Hemelvaart. Ooit liet ik er een gedicht op los. Vandaag even niet. Er vaart genoeg naar de hemel, als ik de kerkklokken mag geloven. Drukke boel en ik mijd drukte het liefst als de vogelgriep.

De meeuwen vallen uit de lucht, de mussen van het Zuid-Europese dak, de anderhalve graad tikken we binnenkort ruimschoots aan, een landbouwakkoord komt er van z'n kort zullen we leven niet en zo dobberen we door. Gelukkig hebben we nu messcherpe digitale beelden van de Titanic. Kunnen we tot in detail zien waar we met z'n allen op af stevenen. Halleluja.

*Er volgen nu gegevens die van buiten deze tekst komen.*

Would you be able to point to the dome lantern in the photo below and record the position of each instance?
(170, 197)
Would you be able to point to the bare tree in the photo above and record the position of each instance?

Ach, het schip is pas echt gezonken als het Leonardo-kalf verdronken is. Over de doden niets dan goeds. Daarom, de hoogste tijd voor het traditionele gedenkmoment: 43 jaar geleden keek Ian Curtis voor het laatst glazig voor zich uit. “Hangman looks round as he waits, cord stretches tight then it breaks” – uit een van de laatste teksten door I.C. geschreven en door New Order uiteindelijk postuum uitgebracht. In A Lonely Place. Wat een plaat. Natuurlijk deel ik de versie waar ik binnen een tel weer, wat zal het zijn, 12 jaar oud (?) ben en de bootleg beluisterde op de platenspeler van mijn broer. Om het daarna als de sodemieter op een bandje te knallen, zodat ik het kon luisteren wanneer ik maar wilde. Dat bandje, en nog heel veel andere tapejes, heb ik gelukkig nog steeds. Goed, dat nummer. Live. Een jaar na het overlijden van meneer Curtis. En die lading is zichtbaar, voelbaar, hoorbaar.

#waanvandedag

Het eerste optreden met MANKES dit jaar was in een kraakpand aan de Vossiusstraat in Amsterdam. Precies, hetzelfde pand dat gisteren ineens eventjes in het nieuws was omdat de bewoners een rechtszaak hadden aangespannen (en gewonnen) tegen de Russische, puissant rijke, eigenaar van het pand. Het heerschap kon niet aantonen dat hij er op korte termijn zou gaan wonen. Goh, wat een verrassing. In ieder geval een prettig signaal naar andere pandjesvernachelaars die maar wat graag alles opkopen (lees: witwassen) wat on(t)roerend los en vast zit en er vervolgens niks mee doen.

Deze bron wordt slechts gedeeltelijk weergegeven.